Pop and rock has-beens are to have a second chance of glory in a television series being devised by Simon Fuller, one of the brains behind Pop Idol.

Mr Fuller, who originally managed the Spice Girls, is working on a show in which faded stars compete for the prize of a recording contract. "The working title is Second Chance Idol. It's where we go to people who have had a taste of fame, but sadly their candle has been snuffed," he said in a rare interview with the American magazine Time.

The magazine predicts the series could provide hope for acts of yesterday such as Tiffany, whose 1980s hits included "I Think We're Alone Now", and Vanilli, the surviving member of the Milli Vanilli duo. Mr Fuller believes the show could be on British television as early as February and in the United States by the summer.

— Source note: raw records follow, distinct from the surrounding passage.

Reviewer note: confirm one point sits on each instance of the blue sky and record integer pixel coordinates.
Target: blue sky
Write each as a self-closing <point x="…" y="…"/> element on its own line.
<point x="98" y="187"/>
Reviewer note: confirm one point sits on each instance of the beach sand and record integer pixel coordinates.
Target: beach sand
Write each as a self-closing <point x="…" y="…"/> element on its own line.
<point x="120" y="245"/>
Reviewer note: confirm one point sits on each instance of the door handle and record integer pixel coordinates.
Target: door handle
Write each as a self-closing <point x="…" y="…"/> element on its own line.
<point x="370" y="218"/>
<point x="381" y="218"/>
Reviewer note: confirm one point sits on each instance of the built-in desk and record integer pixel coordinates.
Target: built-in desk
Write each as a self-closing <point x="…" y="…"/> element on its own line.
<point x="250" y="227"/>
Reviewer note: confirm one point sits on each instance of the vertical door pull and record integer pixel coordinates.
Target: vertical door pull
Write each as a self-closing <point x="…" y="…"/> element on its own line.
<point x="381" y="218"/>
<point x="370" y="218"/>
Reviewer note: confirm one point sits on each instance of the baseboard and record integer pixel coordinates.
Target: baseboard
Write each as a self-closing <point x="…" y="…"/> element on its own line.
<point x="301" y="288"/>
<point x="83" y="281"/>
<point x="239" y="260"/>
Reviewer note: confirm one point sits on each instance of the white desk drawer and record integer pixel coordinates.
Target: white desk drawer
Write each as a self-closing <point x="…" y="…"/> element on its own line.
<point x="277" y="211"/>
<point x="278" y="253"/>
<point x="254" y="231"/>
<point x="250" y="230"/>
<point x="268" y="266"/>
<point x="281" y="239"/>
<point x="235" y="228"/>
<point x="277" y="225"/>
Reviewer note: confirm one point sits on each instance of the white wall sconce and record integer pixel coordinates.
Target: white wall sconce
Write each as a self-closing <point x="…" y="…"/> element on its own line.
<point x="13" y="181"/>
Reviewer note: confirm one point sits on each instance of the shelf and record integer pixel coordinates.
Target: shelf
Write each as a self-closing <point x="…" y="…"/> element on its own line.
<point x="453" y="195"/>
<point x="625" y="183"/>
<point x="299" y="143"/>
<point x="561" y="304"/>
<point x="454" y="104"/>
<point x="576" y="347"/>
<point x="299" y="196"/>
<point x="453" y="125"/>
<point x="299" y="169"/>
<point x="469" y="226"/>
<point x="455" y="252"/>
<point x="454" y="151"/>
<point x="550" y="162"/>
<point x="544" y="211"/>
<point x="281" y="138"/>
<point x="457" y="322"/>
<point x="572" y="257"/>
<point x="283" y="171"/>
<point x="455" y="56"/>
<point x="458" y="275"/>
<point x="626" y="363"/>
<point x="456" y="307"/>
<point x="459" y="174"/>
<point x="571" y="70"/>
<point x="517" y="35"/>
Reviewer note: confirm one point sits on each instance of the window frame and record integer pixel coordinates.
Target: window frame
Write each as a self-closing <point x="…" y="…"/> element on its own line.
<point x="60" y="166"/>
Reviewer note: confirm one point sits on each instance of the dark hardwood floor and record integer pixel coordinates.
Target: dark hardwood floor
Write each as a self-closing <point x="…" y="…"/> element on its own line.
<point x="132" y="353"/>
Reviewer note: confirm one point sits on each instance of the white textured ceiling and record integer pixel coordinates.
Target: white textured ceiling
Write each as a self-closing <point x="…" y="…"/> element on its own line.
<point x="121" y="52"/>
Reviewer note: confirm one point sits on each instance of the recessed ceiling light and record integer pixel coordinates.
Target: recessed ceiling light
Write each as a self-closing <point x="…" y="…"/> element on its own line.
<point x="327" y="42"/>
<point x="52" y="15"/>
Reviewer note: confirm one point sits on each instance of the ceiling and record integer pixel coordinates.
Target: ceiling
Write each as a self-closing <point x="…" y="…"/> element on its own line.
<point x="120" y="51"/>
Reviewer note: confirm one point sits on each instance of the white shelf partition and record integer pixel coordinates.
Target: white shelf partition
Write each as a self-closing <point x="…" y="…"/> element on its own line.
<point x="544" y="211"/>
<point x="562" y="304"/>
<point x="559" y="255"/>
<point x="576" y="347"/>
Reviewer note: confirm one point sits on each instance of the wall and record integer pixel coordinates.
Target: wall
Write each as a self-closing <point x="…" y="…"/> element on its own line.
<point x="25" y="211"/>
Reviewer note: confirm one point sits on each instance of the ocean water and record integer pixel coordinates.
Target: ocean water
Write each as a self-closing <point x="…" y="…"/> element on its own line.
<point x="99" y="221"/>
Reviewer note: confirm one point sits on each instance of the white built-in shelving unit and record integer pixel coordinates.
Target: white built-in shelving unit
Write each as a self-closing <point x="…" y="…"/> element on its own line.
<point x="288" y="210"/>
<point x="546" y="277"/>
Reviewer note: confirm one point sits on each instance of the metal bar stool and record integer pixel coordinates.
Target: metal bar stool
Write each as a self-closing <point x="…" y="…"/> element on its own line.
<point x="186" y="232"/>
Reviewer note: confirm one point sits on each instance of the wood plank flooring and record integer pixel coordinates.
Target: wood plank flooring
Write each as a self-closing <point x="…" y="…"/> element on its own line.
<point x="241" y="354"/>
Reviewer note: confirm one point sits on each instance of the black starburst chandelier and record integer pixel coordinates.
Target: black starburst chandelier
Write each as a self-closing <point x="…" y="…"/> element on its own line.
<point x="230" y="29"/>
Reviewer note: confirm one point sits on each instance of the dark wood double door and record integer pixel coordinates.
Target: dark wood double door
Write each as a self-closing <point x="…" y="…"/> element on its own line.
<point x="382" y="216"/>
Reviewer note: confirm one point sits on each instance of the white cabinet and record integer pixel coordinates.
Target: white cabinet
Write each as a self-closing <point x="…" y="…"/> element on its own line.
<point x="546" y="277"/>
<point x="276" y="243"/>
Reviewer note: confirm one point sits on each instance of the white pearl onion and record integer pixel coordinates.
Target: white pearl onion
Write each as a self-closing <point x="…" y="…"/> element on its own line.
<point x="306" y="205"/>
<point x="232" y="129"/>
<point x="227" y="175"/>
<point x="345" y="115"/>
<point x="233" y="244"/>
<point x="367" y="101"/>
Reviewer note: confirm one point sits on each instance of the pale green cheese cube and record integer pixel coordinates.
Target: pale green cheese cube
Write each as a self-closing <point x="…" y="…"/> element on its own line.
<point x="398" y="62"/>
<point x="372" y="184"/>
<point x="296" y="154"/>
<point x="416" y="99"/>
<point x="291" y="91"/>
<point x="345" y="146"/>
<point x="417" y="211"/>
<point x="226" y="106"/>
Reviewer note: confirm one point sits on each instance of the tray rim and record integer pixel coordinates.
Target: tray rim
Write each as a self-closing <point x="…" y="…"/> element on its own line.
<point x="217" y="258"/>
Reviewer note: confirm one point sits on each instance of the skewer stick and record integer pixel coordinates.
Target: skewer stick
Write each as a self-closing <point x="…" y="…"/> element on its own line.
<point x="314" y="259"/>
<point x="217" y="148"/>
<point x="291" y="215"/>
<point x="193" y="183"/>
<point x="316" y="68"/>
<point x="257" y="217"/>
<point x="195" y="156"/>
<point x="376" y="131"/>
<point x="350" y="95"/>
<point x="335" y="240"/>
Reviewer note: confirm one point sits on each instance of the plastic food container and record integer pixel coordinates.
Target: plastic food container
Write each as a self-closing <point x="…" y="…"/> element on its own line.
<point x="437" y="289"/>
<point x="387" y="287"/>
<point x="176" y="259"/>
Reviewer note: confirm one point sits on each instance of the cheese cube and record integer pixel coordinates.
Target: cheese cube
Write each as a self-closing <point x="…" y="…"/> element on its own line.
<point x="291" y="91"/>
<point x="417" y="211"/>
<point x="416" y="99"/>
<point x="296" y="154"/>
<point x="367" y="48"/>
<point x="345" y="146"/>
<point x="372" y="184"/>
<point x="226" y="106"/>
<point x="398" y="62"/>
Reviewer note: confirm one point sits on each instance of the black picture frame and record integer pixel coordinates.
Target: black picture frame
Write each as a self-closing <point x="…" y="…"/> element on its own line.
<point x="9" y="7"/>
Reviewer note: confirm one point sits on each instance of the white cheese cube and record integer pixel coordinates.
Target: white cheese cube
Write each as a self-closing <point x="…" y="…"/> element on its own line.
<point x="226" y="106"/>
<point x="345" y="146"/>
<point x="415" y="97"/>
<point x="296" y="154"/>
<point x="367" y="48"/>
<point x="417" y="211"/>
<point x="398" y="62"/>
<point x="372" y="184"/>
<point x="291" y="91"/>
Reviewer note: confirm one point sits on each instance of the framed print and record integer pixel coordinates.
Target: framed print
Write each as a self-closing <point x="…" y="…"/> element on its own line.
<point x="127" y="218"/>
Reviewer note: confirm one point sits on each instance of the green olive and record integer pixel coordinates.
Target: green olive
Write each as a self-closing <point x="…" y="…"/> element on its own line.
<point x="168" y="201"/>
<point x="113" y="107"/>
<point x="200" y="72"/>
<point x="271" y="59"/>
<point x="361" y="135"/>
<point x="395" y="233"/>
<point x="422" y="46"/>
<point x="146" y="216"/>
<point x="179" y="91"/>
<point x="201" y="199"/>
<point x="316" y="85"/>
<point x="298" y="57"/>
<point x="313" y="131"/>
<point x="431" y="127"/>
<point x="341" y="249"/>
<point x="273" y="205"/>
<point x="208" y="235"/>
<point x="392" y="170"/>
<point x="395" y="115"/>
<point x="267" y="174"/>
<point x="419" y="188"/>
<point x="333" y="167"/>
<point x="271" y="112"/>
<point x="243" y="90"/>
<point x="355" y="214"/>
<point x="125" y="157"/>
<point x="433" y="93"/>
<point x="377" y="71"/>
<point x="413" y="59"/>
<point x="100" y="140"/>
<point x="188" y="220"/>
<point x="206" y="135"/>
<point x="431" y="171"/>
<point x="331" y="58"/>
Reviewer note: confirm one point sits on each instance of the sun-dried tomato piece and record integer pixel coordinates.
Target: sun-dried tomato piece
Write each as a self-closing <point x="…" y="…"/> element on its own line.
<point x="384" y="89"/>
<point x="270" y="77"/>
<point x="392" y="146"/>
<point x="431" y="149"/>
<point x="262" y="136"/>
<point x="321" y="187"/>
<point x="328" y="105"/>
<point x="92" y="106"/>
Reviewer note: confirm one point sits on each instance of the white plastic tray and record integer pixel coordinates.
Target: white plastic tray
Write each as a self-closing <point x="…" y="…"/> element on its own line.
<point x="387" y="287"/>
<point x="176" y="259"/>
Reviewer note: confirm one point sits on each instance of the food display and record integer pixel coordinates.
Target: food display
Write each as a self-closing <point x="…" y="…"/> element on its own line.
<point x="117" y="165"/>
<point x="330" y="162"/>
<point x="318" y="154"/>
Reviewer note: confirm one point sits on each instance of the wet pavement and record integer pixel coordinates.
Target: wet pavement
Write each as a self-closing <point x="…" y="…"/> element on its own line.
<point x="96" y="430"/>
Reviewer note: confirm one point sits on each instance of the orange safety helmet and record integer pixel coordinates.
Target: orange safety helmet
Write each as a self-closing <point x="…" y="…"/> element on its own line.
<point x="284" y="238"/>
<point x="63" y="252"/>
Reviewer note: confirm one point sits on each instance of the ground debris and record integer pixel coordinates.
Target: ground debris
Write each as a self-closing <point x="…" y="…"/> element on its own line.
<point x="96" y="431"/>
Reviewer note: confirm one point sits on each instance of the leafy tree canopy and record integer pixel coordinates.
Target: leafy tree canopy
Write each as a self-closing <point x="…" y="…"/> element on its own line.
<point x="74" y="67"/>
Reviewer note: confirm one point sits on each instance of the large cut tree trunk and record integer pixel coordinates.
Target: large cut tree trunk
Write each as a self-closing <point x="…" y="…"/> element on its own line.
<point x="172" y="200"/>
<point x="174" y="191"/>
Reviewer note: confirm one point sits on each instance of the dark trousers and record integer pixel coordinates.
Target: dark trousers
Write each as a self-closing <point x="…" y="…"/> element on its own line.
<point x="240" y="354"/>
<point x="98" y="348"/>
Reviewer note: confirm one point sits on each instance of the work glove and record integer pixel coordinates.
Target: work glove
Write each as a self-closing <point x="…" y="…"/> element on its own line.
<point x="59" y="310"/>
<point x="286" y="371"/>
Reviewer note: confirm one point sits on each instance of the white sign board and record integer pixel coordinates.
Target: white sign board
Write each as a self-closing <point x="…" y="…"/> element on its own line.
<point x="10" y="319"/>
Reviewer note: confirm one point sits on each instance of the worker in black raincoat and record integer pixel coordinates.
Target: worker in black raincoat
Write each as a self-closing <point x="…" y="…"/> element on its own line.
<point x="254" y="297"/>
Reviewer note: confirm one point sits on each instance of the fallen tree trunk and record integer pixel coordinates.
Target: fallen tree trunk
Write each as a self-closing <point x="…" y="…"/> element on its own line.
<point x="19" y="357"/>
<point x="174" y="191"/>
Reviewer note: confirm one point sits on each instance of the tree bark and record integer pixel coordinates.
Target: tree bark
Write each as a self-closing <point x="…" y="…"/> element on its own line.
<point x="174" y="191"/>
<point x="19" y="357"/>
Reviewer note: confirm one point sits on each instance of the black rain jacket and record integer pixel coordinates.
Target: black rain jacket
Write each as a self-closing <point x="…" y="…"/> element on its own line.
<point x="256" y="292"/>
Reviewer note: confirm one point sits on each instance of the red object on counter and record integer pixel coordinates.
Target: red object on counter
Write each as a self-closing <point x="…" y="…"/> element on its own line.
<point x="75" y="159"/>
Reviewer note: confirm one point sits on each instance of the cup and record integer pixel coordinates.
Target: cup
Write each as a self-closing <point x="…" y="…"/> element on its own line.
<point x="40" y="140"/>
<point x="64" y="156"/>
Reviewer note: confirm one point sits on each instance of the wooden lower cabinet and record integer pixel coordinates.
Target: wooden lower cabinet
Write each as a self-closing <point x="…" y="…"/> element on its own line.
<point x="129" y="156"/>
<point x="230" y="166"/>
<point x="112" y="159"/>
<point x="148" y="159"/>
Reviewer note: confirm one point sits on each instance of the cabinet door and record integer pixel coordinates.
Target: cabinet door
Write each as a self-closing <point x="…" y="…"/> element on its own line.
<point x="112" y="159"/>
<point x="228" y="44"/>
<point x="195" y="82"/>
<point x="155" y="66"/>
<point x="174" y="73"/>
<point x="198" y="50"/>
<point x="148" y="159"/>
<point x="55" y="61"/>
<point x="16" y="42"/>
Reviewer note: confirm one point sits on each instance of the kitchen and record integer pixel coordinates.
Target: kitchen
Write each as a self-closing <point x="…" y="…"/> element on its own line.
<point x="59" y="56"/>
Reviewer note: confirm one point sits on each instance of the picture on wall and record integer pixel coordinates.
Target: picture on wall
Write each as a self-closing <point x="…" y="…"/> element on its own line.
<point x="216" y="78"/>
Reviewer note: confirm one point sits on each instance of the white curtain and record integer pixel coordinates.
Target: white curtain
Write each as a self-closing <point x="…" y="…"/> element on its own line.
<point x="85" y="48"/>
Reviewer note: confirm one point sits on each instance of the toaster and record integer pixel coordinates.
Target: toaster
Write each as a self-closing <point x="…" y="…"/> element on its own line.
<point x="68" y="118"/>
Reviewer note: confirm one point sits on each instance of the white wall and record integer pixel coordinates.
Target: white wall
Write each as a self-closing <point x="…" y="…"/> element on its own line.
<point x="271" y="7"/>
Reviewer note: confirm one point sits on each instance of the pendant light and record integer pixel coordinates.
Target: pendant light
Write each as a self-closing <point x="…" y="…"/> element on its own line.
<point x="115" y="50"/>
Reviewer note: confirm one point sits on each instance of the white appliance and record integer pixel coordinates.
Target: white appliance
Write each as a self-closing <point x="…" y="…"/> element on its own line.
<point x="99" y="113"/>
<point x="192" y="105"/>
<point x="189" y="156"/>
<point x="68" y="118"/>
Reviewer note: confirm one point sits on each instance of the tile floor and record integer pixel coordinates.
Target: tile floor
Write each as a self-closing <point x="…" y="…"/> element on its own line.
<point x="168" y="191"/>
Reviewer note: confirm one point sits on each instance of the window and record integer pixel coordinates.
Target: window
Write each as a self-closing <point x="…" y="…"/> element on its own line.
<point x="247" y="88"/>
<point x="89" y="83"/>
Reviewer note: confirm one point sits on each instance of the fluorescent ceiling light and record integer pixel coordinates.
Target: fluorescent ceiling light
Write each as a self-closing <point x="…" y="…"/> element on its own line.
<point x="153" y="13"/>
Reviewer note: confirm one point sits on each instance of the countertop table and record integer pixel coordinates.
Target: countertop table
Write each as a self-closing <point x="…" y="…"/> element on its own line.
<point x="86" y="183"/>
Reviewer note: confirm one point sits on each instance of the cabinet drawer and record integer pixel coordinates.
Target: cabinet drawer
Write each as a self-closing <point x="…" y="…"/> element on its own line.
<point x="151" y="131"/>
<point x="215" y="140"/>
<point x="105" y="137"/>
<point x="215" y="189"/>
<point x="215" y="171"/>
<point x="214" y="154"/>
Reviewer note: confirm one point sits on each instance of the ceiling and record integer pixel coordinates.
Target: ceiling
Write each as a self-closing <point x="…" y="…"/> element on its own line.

He said the show could give new life to the reality TV formula. "In England, the bubble's already about to burst," Mr Fuller said, citing the BBC's Fame Academy, which has failed to achieve the success of the Popstars series or the 40 per cent audience share of its Spanish equivalent.

Similarly, although Big Brother has continued to rate strongly in Britain, the second series in France drew only a fifth of the votes of the original. "The clever thing is to take it and parody it," Mr Fuller said.

The potential for recycling one-time celebrities has already been shown in Britain with the huge success of I'm A Celebrity, Get Me Out Of Here. The ITV series revived the career of the DJ Tony Blackburn, who won a series of jungle challenges to take the crown, and boosted the image of Christine Hamilton.

Mr Fuller, who has made millions from the craze for reality television and talent contests, is reported to have cut a deal with ABC in America worth more than $15m (£10m) for a show that is provisionally called Superstar Girl.

The female contestants in the show will have to display some knowledge of the world and play sport as well as perform."If Pop Idol reinvented the talent show, Superstar Girl will reinvent the beauty pageant," Mr Fuller said.

While critics are scathing about the highly packaged, business-orientated attitude to pop, Pop Idol has certainly found stars who are presently selling records in their thousands, even if, like the now disbanded group Hear'Say, they lack the staying power of the Rolling Stones.